Und am *29.04.2007* kann man(n) (Frau auch) in Mainz an der "Alten Ziegelei" seine Fahrtechnikkenntnisse auffrischen, erweiteren oder überhaupt erst bekommen.

Die Einladungen hierzu findet Ihr im Anhang.

Viel Spaß

Jürgen

Und für GPS-Freaks noch die Koordinaten (UTF 8, wenn ich mich nicht irre) für Bingen:

Latitude: 49.96870983998991
Longitude: 7.891101837158203
oder die beiden Werte mit Komma getrennt bei *Google Maps* in der Suchleiste eintragen

und Mainz, "Alte Ziegelei":

Latitude: 49.9745752052805
Longitude: 8.254380226135254
oder die beiden Werte mit Komma getrennt bei *Google Maps* in der Suchleiste eintragen


----------



## Brice (23. März 2007)

Schnuppertour? Würde ich mitmachen. 

Suche Mitfahrgelegenheit für 2 Personen und 2 Räder ab Mainz 

Brice


----------



## MTB-News.de




----------



## Ripman (23. März 2007)

Brice schrieb:


> Schnuppertour? Würde ich mitmachen.
> 
> Suche Mitfahrgelegenheit für 2 Personen und 2 Räder ab Mainz
> 
> Brice




Ja, ja, diese Cabriofahrer! Denen geht Lifestyle über alles 

Frag mal Uschi, weil ich wahrscheinlich mit dem Rad hinfahre.

Jürgen


----------



## maifelder (23. März 2007)

Muss man sich für das Techniktraining anmelden, wenn ja, habe ich das hiermit getan.  

Viel Spaß bei der Schnuppertour, bin leider (oder zum Glück   )nicht da.


----------



## Ripman (23. März 2007)

Nee, muss man nicht. Kannst einfach so dort aufschlagen.

CU

Jürgen


----------



## Bettina (23. März 2007)

> Nee, muss man nicht. Kannst einfach so dort aufschlagen.



Sooo einfach geht das aber nicht: Helmpflicht und am besten keine Klickies montiert haben.  

Gruß Bettina


----------



## maifelder (24. März 2007)

Bettina schrieb:


> Sooo einfach geht das aber nicht: Helmpflicht und am besten keine Klickies montiert haben.
> 
> Gruß Bettina




Mach Dich ruhig Lustig, bin schon seit einpaar Monaten nicht mehr vom Rad gefallen, bzw. umgekippt.


----------



## Mrs. Rocky M. (24. März 2007)

Hallo Bettina,

dicken Glückwunsch zur Wahl!!!!!    Freut mich, daß endlich mal ne Frau das Zepter des weltweit besten MTB-Clubs ergriffen hat. Dann zeigs mal den Männern und laß Dich ja nicht unterkriegen!!!  

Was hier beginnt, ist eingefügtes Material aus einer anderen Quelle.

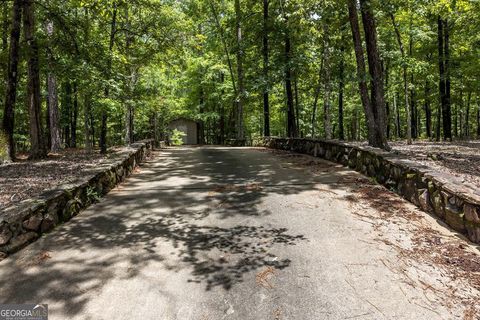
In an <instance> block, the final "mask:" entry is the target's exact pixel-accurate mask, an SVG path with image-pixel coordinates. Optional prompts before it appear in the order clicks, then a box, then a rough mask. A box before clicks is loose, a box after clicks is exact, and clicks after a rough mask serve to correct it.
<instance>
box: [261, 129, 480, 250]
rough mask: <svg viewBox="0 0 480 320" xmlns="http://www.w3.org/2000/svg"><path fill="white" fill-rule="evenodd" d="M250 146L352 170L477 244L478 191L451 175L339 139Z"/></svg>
mask: <svg viewBox="0 0 480 320" xmlns="http://www.w3.org/2000/svg"><path fill="white" fill-rule="evenodd" d="M254 145H255V146H262V147H268V148H273V149H281V150H287V151H293V152H298V153H304V154H308V155H312V156H315V157H320V158H323V159H325V160H329V161H333V162H337V163H340V164H342V165H344V166H348V167H350V168H352V169H355V170H356V171H359V172H361V173H363V174H365V175H367V176H369V177H372V178H374V179H376V181H377V182H378V183H380V184H382V185H384V186H386V187H387V188H388V189H390V190H392V191H394V192H396V193H397V194H399V195H401V196H402V197H404V198H405V199H407V200H408V201H410V202H412V203H413V204H415V205H417V206H418V207H420V208H421V209H422V210H424V211H427V212H429V213H432V214H434V215H436V216H437V217H439V218H440V219H441V220H443V221H445V222H446V223H447V224H448V225H449V226H450V227H452V228H453V229H454V230H456V231H458V232H461V233H463V234H465V235H466V236H467V237H468V238H469V239H470V240H471V241H473V242H475V243H480V191H479V189H478V188H475V186H472V187H471V188H470V187H467V186H464V185H463V184H462V183H461V181H458V178H456V177H454V176H452V175H448V174H445V173H442V172H438V171H434V170H432V169H431V168H429V167H426V166H423V165H420V164H418V163H415V162H414V161H411V160H409V159H408V158H407V157H404V156H401V155H398V154H394V153H391V152H386V151H383V150H380V149H376V148H371V147H358V146H353V145H349V144H348V143H343V142H340V141H323V140H311V139H287V138H263V139H261V140H257V141H255V142H254Z"/></svg>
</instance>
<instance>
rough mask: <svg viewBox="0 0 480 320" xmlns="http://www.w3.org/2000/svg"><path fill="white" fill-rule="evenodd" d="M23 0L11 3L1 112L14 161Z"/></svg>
mask: <svg viewBox="0 0 480 320" xmlns="http://www.w3.org/2000/svg"><path fill="white" fill-rule="evenodd" d="M23 1H24V0H15V1H14V2H13V10H12V11H13V13H12V29H11V31H10V50H9V55H8V74H7V90H6V93H5V108H4V112H3V122H2V126H3V130H4V131H5V134H6V136H7V140H8V155H9V157H10V159H11V160H15V141H14V140H13V130H14V123H15V121H14V118H15V117H14V116H15V101H16V98H17V84H18V60H19V49H20V44H19V40H20V29H21V24H22V6H23Z"/></svg>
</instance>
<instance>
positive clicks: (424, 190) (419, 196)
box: [418, 189, 433, 212]
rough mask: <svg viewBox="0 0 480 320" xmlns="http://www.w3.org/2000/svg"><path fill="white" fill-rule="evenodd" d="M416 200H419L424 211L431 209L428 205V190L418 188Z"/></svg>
mask: <svg viewBox="0 0 480 320" xmlns="http://www.w3.org/2000/svg"><path fill="white" fill-rule="evenodd" d="M418 202H419V205H420V208H422V210H423V211H426V212H432V211H433V210H432V207H431V205H430V194H429V192H428V190H426V189H420V190H418Z"/></svg>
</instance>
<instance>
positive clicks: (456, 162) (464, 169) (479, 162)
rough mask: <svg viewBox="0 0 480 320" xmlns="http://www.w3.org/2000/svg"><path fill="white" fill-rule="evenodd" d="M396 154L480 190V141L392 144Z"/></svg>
mask: <svg viewBox="0 0 480 320" xmlns="http://www.w3.org/2000/svg"><path fill="white" fill-rule="evenodd" d="M391 146H392V147H393V151H394V152H398V153H400V154H405V155H407V156H408V157H409V158H411V159H412V160H413V159H414V160H416V161H418V162H419V163H421V164H423V165H426V166H428V167H431V168H433V169H436V170H439V171H441V172H445V173H449V174H451V175H454V176H455V177H457V178H459V179H460V181H462V183H464V184H466V185H470V186H471V187H474V188H475V189H478V188H480V141H478V140H477V141H462V142H459V141H456V142H430V141H420V142H415V143H414V144H411V145H407V144H406V143H404V142H392V143H391Z"/></svg>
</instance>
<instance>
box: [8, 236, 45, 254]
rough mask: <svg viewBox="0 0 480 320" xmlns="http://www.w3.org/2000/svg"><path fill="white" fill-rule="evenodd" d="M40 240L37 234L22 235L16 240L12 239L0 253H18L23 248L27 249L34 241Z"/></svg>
mask: <svg viewBox="0 0 480 320" xmlns="http://www.w3.org/2000/svg"><path fill="white" fill-rule="evenodd" d="M36 238H38V234H37V233H35V232H26V233H22V234H20V235H18V236H16V237H15V238H13V239H11V240H10V242H9V243H8V244H7V245H5V246H3V247H2V248H0V251H3V252H6V253H13V252H16V251H18V250H20V249H22V248H23V247H25V246H26V245H27V244H29V243H30V242H31V241H32V240H34V239H36Z"/></svg>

Wenn ich meine Seuche bis nächste Woche wieder im Griff habe, dann sind wir am Sonntag endlich mal wieder dabei und bringen 2 Schnupperer mit.

LG von der von Viren belagerten Marion


----------



## Timo D (25. März 2007)

Hallo,

ich würde auch gerne mitfahren. Aber zwei Fragen:

Muss man dazu Mitglied bei Beihart sein?

Wieso eigentlich ohne Klickies?

Gruß


----------



## Werner (25. März 2007)

Nein, du musst kein Mitglied bei uns sein, du kannst als Gast auf eigene Gefahr, aber nur mit Helm, teilnehmen.

Fahrtechnik ohne Klicks, weil du mit ihnen bestimmte Techniken einfach nicht üben kannst und zweitens bist du bei einem etwaigen Sturz schneller vom Rad weg.

Also trau dich...

...Werner


----------



## Raschauer (25. März 2007)

Ich möchte noch darauf hinweisen das meine Runde über den Rochusberg  wieder als Familientour gedacht ist und max. 400hm hat bei ca.20km. 

Gruß

Clemens


----------



## MTB-News.de




----------



## a.nienie (26. März 2007)

fahrtechnik sollte ich mal auffrischen/ausbauen... 
und das bike zusammenschrauben vorher.


----------



## THBiker (26. März 2007)

Hi Leute würde evtl auch mitkommen! 

Leider kann ich den Link nicht öffnen  wann und wo gehts los und welche Strecken werden angeboten? Welche tour wäre eher traillastig?


----------



## dickerbert (26. März 2007)

Ich würde bei der Schnuppertour am 01. April mitfahren. 
Aber ist es empfehlnswert mit nem Crossrad (also 28") mitzufahren? Den Sommerbiathlon im Binger Wald hat ich damit auch gut überstanden ^^

Muss man sich dafür anmelden?


----------



## Fubbes (26. März 2007)

Meine mittlere Runde stellt vermutlich kein Cross-Rad vor große Probleme.
Bei der längeren von Uwe weiß ich das nicht.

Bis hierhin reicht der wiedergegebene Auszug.